Выслали разведчиков. Железный Зверь никуда не уполз, только отвалы вокруг безобразных ям посреди пустоши стали выше, и у Зверя прибавилось детенышей. Теперь их насчитывалось не меньше десятка, а может быть, и больше – вывороченные горы земли и глины мешали разглядеть все получше.
Леон дрожал от нетерпения. Пришлось долго ждать, пока отряды охватят пустошь кольцом, да так, чтобы и ветка зря не колыхнулась, а перед этим еще дольше убеждать охотников в том, что это необходимо: вывалившуюся из леса плотную толпу Зверь испепелил бы в одно мгновение. Пусть-ка попробует отбиться от нападения с всех сторон разом! Не выйдет.

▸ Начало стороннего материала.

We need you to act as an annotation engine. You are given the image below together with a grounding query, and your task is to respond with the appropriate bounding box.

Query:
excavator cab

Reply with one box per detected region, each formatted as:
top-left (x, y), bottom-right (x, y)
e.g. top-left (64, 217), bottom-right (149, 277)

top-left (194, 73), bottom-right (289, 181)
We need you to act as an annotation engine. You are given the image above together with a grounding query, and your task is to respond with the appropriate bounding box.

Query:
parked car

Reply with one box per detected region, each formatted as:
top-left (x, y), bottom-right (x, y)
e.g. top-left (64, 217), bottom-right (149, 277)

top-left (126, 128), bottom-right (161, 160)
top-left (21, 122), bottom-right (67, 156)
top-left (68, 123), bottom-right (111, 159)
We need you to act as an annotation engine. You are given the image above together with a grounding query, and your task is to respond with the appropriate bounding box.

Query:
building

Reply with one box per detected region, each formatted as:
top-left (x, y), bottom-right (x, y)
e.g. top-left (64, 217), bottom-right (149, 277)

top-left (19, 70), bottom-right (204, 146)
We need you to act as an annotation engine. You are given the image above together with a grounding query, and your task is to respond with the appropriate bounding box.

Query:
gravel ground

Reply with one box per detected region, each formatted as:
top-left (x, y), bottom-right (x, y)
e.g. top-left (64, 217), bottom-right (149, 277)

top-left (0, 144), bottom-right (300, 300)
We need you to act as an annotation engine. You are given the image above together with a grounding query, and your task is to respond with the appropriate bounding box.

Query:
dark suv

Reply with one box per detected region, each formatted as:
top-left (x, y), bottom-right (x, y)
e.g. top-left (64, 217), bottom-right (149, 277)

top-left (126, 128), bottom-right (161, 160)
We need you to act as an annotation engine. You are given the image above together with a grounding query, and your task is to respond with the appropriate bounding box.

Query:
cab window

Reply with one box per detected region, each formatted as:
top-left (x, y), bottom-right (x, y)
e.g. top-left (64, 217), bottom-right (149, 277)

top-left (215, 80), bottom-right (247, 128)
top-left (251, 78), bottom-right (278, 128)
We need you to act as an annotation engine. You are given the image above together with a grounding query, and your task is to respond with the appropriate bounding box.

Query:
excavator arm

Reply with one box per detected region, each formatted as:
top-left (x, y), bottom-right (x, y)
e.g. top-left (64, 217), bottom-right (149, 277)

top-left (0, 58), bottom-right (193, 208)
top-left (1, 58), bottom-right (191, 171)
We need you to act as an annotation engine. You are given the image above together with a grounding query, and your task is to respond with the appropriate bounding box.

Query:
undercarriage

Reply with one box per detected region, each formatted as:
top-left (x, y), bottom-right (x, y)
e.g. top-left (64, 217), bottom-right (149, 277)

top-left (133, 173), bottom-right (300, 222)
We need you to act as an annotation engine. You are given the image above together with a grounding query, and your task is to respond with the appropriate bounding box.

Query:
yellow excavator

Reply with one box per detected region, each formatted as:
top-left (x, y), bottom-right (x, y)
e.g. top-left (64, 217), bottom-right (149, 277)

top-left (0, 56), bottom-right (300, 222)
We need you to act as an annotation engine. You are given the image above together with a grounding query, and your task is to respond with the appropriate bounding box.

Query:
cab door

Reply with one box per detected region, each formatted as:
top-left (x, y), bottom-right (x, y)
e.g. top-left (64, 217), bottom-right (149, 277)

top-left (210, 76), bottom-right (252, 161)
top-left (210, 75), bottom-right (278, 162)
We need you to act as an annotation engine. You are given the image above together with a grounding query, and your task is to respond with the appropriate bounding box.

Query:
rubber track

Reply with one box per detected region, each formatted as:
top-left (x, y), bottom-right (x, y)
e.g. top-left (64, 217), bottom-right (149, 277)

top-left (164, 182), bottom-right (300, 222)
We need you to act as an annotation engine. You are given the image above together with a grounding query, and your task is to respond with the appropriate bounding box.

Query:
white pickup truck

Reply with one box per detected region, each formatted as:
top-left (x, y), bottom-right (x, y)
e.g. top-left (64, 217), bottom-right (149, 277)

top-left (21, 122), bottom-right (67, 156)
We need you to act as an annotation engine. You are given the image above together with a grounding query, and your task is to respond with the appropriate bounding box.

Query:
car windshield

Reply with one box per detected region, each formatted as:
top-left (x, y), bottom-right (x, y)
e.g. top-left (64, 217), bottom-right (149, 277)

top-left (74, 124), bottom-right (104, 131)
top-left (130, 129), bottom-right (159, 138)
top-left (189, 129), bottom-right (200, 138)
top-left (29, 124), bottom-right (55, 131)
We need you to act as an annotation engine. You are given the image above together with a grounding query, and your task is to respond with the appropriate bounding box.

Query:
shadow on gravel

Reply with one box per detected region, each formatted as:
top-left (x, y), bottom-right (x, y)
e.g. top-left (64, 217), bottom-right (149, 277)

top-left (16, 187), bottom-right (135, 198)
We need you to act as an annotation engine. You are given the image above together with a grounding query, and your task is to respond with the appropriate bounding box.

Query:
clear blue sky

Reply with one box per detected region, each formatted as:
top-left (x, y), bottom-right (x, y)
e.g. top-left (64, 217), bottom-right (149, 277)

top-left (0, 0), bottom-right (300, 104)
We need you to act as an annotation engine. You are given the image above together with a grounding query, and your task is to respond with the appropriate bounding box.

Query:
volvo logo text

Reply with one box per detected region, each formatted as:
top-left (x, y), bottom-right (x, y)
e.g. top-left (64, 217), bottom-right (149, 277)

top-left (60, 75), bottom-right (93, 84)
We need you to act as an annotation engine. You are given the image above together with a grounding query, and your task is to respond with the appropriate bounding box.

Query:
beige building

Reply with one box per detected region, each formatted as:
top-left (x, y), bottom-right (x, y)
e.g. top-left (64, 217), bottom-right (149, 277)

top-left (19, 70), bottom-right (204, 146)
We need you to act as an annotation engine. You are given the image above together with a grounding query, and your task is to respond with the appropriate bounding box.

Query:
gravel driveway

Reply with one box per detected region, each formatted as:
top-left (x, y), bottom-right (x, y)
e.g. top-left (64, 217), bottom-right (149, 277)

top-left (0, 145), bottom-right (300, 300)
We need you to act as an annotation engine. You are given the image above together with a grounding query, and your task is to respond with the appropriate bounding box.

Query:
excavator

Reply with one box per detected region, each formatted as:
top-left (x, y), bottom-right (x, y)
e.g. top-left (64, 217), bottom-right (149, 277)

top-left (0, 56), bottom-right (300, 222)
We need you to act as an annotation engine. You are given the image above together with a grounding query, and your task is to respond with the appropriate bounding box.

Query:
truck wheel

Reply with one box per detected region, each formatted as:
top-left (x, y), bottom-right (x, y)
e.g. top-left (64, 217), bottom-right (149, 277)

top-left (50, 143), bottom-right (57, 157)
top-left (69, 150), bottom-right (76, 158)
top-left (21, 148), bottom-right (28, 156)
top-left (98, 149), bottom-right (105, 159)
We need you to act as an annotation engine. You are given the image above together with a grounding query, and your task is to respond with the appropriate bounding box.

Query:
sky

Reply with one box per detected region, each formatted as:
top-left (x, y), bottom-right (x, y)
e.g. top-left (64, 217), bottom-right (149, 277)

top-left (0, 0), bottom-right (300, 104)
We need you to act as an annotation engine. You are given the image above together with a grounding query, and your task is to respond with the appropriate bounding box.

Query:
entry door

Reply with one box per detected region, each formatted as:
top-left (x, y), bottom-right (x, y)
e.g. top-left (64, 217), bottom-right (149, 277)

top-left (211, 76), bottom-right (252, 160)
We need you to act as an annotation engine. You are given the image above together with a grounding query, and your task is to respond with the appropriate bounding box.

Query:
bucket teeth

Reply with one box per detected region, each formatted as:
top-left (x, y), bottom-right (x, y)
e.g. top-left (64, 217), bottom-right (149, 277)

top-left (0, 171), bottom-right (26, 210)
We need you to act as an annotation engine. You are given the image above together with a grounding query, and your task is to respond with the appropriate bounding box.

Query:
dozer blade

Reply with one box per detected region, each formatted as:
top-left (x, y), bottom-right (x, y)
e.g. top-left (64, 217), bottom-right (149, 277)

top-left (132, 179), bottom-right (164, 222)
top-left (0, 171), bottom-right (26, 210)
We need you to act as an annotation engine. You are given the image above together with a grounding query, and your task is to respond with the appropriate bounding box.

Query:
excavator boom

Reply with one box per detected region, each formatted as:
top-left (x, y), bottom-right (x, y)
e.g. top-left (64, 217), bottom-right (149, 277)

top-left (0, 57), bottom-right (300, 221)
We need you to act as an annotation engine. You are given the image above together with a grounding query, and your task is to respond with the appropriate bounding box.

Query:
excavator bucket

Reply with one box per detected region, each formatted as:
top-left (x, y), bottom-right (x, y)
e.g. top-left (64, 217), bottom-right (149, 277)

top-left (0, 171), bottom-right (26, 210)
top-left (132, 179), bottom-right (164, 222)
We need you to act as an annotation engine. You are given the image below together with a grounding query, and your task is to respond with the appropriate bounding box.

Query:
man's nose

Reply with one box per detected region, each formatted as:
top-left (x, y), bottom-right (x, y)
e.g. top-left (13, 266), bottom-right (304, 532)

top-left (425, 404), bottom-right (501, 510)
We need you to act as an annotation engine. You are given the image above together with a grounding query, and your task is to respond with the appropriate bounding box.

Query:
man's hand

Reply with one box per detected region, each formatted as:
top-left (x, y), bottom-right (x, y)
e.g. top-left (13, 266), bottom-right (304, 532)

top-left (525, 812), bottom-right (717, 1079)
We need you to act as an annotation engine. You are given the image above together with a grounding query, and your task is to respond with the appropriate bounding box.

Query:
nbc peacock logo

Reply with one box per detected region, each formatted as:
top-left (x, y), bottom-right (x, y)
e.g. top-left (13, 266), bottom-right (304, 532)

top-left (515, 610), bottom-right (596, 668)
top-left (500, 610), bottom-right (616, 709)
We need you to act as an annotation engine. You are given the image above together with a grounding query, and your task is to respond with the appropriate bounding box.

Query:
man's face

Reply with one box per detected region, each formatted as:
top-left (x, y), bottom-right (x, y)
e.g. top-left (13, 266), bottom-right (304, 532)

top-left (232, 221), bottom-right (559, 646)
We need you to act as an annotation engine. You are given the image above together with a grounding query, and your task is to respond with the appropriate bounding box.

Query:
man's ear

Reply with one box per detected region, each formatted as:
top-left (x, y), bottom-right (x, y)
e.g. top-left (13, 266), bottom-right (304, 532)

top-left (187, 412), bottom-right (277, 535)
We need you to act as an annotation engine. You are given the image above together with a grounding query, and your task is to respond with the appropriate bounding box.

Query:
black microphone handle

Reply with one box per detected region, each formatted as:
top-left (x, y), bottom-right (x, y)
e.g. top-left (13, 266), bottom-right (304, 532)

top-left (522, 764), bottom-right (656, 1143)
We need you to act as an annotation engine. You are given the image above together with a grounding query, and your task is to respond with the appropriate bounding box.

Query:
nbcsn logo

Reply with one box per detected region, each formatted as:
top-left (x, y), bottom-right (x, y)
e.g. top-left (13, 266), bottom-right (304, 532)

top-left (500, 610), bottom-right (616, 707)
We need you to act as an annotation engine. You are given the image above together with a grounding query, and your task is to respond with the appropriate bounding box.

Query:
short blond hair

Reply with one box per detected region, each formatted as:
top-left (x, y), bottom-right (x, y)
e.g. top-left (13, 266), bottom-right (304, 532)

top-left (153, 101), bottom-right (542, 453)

Ждать, ждать… Шептуны, расставленные по окружности пустоши, подадут сигнал. Лежа за деревом и временами раздраженно шипя, если кто-то из его десятка, не утерпев, высовывал любопытную голову, Леон поглядывал вбок, на выжженную дыханием Зверя просеку. Здесь огонь порезвился и погас в сырых зарослях, а дыхни так Зверь в Трескучем лесу, тот, без сомнения, выгорел бы дотла…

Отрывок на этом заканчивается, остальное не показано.